NCCN Explores Pain Documentation in Cancer Patients

May 1, 2002
Oncology NEWS International, Oncology NEWS International Vol 11 No 5, Volume 11, Issue 5

HOLLYWOOD, Florida- The first review of the pain assessment database established by the National Comprehensive Cancer Network (NCCN) has shown that pain is documented in the vast majority of cases.

HOLLYWOOD, Florida— The first review of the pain assessment database established by the National Comprehensive Cancer Network (NCCN) has shown that pain is documented in the vast majority of cases.

"Pain is being screened in some way nearly all the time," Sharon M. Weinstein, MD, said at the NCCN’s Seventh Annual Conference. "In the majority of patients, over 60%, pain was documented in between 75% and 100% of encounters." Dr. Weinstein is director of pain medicine and palliative care, Huntsman Cancer Institute, University of Utah.

The results are based on 116 records (more than 1,000 documentation episodes) collected continuously for 3 months at five NCCN institutions. The study will be complete at 250 cases. Patients studied were those with breast cancer and metastatic bone disease.

With no uniform pain documentation protocol in place at the institutions, the investigators looked for verbal mentions of pain or pain intensity scores. About 60% of the pain mentions used the numeric rating (0 to 10). Nurses, according to the review, used the numeric system significantly more often than physicians when documenting pain.

Nurses were the mostly likely to document pain (nearly 50%), followed by nursing assistants (15%). Oncology fellows, members of the pain team, consultant MDs, and others each documented pain less than 5% of the time.

Documenting Pain Characteristics

The researchers also looked for documentation of certain pain characteristics: location, etiology, pathophysiology, or all three. About 70% of the pain mentions included location. Etiology was recorded in about 20% of the pain mentions, and pathophysiology in about 25%. All three characteristics were recorded in less than 20% of the pain mentions.

Nurses were least likely to mention pain by location, etiology, pathophysiology, or all three, whereas pain team members documented these characteristics most often.

The review showed that the location of the pain documentation varied, with about 50% of the documentation found in nursing records, vital signs sheets, or administration records. About 40% of the time, the mention of pain was found in progress notes.

The prominent role of nurses in the review calls for an emphasis on multidisciplinary communication, Dr. Weinstein said. "I think we’ve made great strides in acknowledging that symptom control, especially pain control, is a multidisciplinary effort. And it’s not enough to screen for pain, which nurses are doing very well. In order for pain to be attended to, there has to be communication within the interdisciplinary team," she said.

Documenting Interventions

While as many as 27% of the cohort had no documentation of a numerical pain intensity rating even once, of those who did, about half reported moderate to severe pain, Dr. Weinstein said. For these patients, about half did not have any interventions recorded. "The pain was mentioned, but there was no further discussion about how it was going to be treated," she said.

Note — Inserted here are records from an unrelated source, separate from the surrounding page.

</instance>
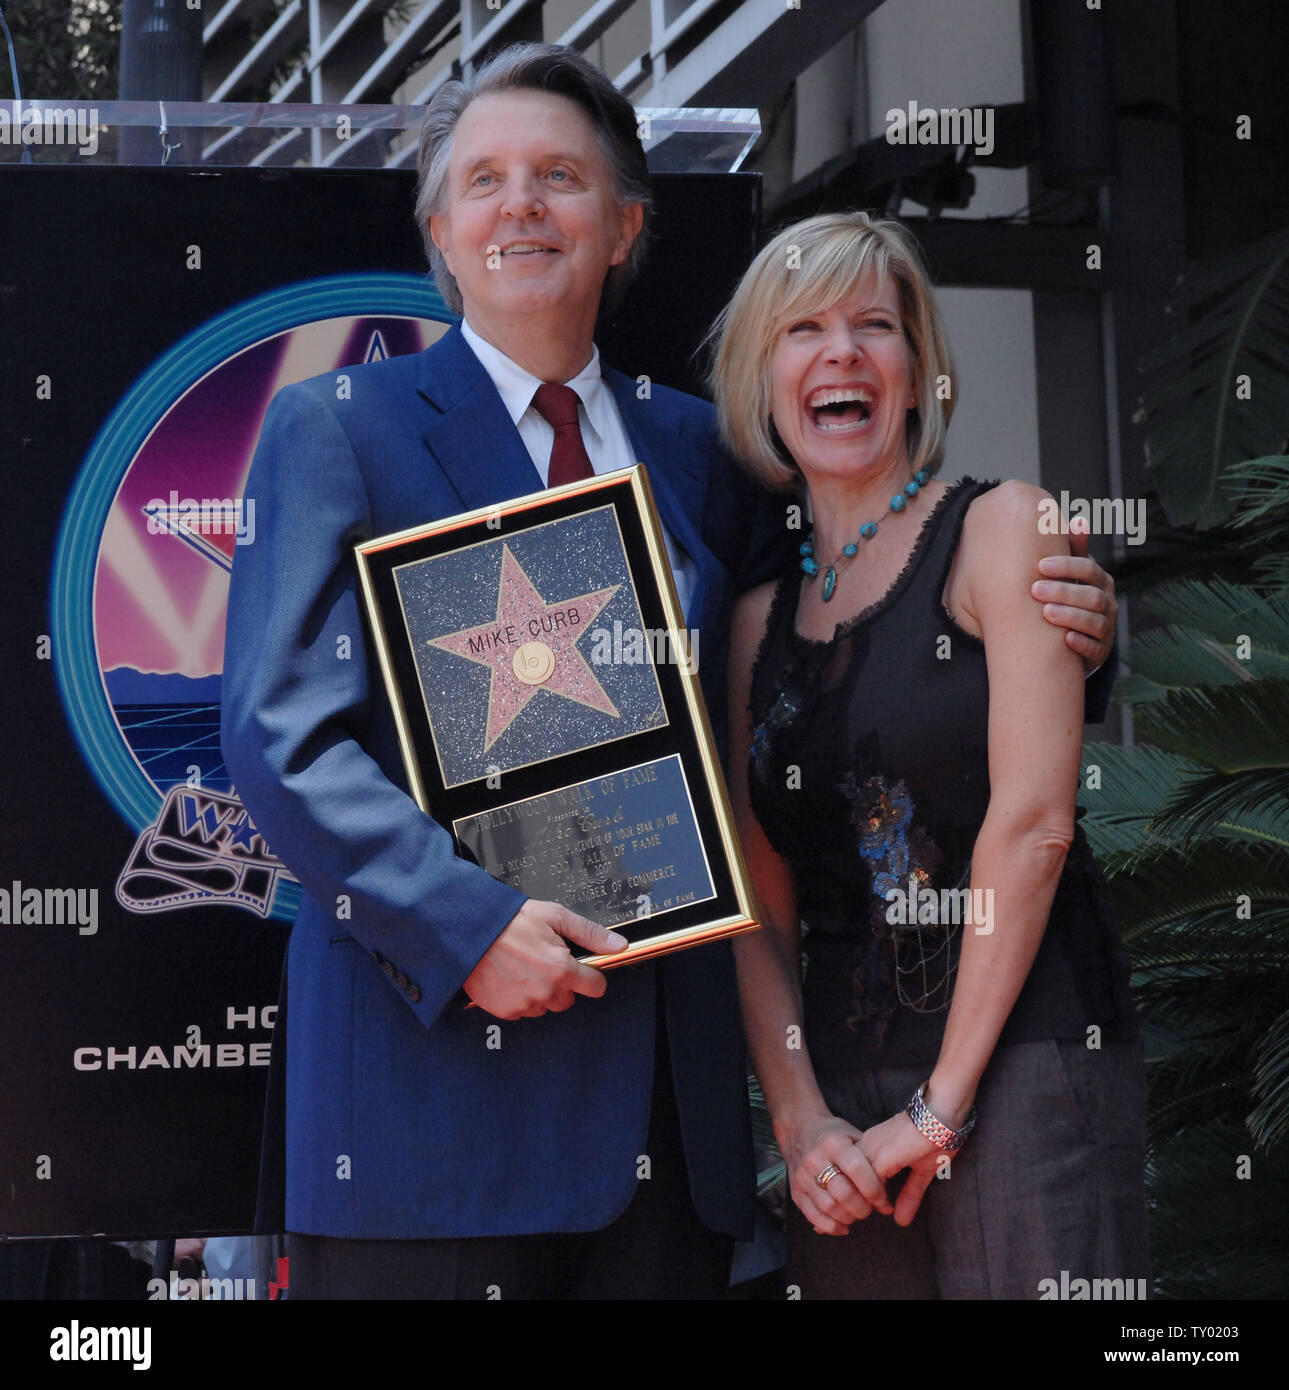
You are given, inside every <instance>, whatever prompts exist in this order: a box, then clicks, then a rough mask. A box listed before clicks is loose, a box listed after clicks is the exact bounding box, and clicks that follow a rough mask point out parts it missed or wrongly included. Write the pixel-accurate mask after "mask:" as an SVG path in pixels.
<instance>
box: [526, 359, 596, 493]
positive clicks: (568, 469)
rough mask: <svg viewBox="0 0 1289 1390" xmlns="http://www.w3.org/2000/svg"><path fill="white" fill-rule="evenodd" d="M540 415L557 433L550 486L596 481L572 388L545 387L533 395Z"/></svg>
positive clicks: (556, 486) (572, 388)
mask: <svg viewBox="0 0 1289 1390" xmlns="http://www.w3.org/2000/svg"><path fill="white" fill-rule="evenodd" d="M533 404H534V406H537V413H538V414H540V416H541V417H542V420H545V421H546V424H549V425H551V428H552V430H553V431H555V448H553V449H552V450H551V473H549V477H548V478H546V486H551V488H558V486H560V485H562V484H565V482H578V481H580V480H581V478H594V477H595V470H594V468H592V467H591V460H590V457H587V446H585V443H583V438H581V427H580V425H578V423H577V392H576V391H574V389H573V388H571V386H556V385H552V384H551V382H546V384H545V385H541V386H538V388H537V391H535V392H534V395H533Z"/></svg>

Of the 84 patients with a documented numeric rating pain score, 51 reported having pain, and 20 of these received a strong opioid. Of the 11 who reported pain at a level of 1 to 3, only one was documented as having received a strong opioid; 5 of the 12 who reported pain levels between 4 and 6 received a strong opioid; and 14 of the 28 reporting severe pain (7 to 10) received a strong opioid. The other patients received nothing, a nonopioid, or a weak opioid. In fact, three of the patients reporting severe pain had no documented treatment.

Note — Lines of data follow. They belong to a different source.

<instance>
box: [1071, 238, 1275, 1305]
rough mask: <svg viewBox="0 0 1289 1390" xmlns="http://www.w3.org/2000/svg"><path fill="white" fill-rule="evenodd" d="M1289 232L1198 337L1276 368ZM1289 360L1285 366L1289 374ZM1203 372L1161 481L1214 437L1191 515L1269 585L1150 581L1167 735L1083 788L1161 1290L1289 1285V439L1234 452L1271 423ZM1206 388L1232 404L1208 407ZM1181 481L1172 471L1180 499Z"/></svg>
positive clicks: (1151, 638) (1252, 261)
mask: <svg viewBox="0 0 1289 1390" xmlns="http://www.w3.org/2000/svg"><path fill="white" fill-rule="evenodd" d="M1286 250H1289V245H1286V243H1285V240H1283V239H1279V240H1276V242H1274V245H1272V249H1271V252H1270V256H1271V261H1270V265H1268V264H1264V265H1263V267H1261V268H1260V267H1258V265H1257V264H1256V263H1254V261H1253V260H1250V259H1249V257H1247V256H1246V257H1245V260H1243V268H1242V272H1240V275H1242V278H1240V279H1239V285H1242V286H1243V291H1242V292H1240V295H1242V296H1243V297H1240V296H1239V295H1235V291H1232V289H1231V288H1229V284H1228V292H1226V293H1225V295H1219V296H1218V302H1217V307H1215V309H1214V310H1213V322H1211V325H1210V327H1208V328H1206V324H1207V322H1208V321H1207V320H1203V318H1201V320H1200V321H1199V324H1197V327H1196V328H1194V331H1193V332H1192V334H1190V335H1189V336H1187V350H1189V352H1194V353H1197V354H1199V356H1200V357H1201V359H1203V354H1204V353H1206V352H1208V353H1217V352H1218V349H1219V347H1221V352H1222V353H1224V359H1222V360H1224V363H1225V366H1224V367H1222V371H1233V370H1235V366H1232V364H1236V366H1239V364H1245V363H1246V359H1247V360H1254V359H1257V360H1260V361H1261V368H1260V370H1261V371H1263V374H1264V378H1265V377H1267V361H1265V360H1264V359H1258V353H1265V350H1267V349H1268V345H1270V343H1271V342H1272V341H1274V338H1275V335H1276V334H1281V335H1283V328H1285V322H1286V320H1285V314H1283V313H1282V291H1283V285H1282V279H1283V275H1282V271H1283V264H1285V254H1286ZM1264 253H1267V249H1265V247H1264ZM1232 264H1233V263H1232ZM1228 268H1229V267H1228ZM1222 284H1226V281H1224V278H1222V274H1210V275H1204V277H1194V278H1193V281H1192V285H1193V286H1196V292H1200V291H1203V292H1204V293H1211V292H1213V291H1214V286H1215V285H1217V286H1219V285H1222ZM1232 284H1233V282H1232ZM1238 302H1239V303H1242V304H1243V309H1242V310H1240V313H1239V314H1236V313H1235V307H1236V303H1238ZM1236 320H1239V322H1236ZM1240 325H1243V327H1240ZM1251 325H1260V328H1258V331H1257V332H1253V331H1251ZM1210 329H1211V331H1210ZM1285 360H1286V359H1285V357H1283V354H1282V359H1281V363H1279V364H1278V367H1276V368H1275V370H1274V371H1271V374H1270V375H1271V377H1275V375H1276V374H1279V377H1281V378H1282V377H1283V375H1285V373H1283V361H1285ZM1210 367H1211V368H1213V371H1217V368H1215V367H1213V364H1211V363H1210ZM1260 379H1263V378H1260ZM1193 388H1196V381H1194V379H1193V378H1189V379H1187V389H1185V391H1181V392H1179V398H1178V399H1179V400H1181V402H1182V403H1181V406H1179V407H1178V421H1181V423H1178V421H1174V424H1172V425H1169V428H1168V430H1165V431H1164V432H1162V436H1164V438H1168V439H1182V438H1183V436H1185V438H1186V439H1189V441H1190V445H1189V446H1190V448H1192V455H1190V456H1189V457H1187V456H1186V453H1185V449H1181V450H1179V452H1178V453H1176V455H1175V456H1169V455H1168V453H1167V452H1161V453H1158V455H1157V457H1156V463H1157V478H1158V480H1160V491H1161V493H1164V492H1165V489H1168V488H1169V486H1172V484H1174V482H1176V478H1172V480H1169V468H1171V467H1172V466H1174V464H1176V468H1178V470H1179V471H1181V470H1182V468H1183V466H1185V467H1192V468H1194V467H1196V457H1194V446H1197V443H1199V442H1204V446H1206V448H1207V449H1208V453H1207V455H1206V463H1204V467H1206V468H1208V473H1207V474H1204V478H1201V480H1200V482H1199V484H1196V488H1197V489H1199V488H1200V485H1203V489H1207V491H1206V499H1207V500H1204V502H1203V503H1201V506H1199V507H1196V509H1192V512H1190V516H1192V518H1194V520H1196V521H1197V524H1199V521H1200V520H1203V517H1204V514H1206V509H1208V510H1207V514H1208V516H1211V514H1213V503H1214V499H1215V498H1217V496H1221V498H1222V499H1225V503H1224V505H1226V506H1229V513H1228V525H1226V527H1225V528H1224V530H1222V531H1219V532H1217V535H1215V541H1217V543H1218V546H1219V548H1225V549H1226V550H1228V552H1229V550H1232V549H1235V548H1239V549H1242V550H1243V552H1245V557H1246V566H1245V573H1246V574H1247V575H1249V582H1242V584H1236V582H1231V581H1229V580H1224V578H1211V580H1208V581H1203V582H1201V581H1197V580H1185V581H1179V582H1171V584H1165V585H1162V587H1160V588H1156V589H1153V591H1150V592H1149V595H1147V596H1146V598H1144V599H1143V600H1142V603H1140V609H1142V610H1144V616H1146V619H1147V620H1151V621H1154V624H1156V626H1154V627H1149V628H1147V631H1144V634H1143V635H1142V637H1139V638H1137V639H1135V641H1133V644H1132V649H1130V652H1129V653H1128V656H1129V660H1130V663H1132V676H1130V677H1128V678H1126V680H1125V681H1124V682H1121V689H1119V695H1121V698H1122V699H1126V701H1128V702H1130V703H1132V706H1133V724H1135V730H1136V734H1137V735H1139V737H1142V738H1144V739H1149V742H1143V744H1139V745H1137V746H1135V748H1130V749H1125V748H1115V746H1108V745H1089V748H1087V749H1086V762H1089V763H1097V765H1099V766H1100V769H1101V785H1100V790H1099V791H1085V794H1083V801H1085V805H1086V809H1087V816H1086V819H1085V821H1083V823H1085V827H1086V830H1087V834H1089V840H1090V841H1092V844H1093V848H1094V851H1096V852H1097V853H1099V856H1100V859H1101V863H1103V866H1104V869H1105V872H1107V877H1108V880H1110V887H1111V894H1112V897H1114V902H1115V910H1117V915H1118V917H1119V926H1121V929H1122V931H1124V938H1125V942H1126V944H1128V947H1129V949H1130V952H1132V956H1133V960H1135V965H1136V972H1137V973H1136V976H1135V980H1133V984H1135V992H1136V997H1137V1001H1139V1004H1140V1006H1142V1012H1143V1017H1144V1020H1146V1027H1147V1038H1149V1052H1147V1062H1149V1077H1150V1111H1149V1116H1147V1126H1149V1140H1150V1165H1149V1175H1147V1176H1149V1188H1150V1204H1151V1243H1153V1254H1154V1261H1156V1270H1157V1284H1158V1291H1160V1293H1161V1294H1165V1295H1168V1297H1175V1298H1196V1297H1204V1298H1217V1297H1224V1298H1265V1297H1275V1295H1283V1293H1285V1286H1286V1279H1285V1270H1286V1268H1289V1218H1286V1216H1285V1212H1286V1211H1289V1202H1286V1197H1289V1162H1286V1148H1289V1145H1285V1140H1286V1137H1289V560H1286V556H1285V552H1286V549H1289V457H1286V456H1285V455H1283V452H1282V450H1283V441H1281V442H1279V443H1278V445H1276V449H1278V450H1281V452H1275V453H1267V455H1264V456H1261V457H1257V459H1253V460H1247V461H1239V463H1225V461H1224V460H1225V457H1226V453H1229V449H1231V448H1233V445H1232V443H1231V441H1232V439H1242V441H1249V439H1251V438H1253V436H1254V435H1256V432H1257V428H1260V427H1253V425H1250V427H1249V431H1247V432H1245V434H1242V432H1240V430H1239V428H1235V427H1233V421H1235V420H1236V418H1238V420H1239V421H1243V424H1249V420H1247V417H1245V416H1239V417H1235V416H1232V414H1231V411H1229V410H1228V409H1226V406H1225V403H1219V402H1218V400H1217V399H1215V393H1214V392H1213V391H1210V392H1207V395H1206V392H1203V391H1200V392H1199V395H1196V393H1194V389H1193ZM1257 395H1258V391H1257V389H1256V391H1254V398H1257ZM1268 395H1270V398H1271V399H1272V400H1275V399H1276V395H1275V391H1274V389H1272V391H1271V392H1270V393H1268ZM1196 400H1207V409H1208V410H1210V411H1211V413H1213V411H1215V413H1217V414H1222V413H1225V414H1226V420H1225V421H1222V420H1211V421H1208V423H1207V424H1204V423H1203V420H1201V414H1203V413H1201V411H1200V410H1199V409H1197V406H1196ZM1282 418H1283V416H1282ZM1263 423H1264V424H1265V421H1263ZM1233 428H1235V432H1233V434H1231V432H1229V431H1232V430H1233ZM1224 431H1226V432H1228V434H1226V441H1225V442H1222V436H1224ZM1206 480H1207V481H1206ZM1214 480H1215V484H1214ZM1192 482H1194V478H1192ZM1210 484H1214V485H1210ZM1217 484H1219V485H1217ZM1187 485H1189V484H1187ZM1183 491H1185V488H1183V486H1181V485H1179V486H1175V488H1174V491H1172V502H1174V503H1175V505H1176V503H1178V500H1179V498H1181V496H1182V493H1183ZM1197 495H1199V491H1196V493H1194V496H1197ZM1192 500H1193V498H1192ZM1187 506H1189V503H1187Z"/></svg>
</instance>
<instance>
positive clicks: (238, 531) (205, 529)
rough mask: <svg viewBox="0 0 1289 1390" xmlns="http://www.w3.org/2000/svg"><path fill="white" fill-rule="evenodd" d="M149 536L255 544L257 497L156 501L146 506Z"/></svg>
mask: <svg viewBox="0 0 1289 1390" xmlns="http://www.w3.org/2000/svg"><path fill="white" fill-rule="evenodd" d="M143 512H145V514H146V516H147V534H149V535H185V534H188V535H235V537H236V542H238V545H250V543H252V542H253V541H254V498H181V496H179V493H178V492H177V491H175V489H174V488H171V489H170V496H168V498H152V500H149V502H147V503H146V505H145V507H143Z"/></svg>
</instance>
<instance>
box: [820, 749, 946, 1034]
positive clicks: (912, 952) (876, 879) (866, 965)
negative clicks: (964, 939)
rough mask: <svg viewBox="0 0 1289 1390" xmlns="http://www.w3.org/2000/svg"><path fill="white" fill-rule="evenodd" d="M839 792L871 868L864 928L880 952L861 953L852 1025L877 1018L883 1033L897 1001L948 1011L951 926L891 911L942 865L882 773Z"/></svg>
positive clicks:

That many are not receiving opioid treatment for their pain could be a documentation error, Dr. Weinstein said. "Probably, that’s where documentation needs to be improved. If you’re going to prescribe opioids, you need to document when you use them," she said.

There are clear opportunities for improvement, Dr. Weinstein said. "We need to establish a uniform documentation of pain intensity scores in a place in the record that is easily located and reviewed," she said. "Numbers don’t tell the whole story, so we have to decide what to do after the numerical score is recorded and what should trigger further assessment. Recordings of interventions are fairly sporadic; if we’re going to evaluate outcomes, we’ll have to work on proper documentation first."

The information from this study will be used to develop pain documentation standards. Future expansion of the data will include clinical outcomes, such as pain intensity, pain relief, side effects, adverse events, functional improvement, and quality of life.

The take home messages for clinicians, Dr. Weinstein said, are: (1) Screening for pain is easy, especially with nurses assisting doctors; (2) most cancer patients will need some intervention, according to studies; and (3) available treatments are effective. "We need to deploy these treatments and document what we do—especially with the opioids," she said.